Chile’s economic growth is likely to have rebounded in May based on the trade figures. According to a Societe Generale’s research report, the country’s economic growth is expected to have accelerated 2.1 percent year-on-year in May from April’s growth of 0.7 percent. April’s print was the slowest growth pace in six months and a marked slowdown from March’s growth of 2.2 percent.
Chile’s central bank had mentioned that the deceleration was predominantly driven by drag from mining sector and below expected contribution from retail sectors and services. Economic growth is likely to remain below trend in the near future as the main long-term drivers such as exports and investment are not improving much.
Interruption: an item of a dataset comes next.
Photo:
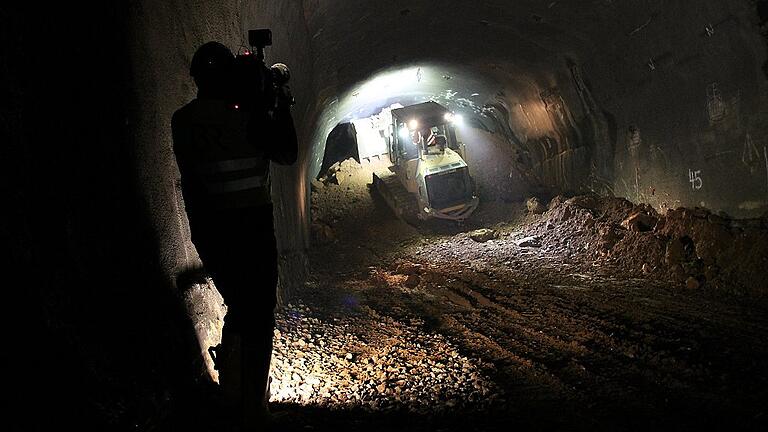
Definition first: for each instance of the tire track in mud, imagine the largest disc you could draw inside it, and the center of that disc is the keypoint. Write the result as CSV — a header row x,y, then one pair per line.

Net exports are not contributing positively to the economic growth any more due to the sharper decline in exports. Moreover, given the uncertainty amongst Chile’s important trading partners, there is no significant improvement expected in the export outlook, according to Societe Generale. This is a huge drag on private domestic demand too.
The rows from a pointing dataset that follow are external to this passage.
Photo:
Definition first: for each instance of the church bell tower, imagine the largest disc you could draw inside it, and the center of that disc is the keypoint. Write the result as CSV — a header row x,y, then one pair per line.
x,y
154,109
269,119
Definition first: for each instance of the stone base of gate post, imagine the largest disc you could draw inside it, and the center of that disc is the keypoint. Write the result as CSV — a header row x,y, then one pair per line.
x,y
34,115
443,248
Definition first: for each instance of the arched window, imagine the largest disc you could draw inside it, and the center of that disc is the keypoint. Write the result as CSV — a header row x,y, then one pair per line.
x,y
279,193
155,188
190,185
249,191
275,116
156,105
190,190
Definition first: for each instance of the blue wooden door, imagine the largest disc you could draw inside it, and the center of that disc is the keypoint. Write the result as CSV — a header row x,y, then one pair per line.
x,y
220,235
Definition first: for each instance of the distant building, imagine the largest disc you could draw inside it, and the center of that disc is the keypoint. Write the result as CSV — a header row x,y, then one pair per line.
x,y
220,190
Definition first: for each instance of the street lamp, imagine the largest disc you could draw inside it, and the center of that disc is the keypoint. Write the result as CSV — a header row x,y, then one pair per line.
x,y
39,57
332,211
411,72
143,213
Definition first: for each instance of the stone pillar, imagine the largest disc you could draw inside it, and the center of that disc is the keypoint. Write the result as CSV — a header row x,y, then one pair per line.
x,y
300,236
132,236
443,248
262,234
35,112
Basically, counter-cyclical fiscal spending is driving growth. But, this is straining public finances even more against the backdrop of depressed commodity prices. Furthermore, it is doubtful how long public finances can underpin the economy. Therefore, both monetary and fiscal policy options are narrowing gradually. The economy, structural wise, is quite weaker currently than it was before 2013.
Chile’s growth potential has dropped to below 3 percent from over 4 percent, and considerable financial easing is not expected to be enough to restore the potential unless it is underpinned by positive external shocks.
“We recently cut our growth forecasts for 2016 and 2017 by 0.1pp and 0.3pp respectively assuming a weak commodity outlook ahead,” added Societe Generale.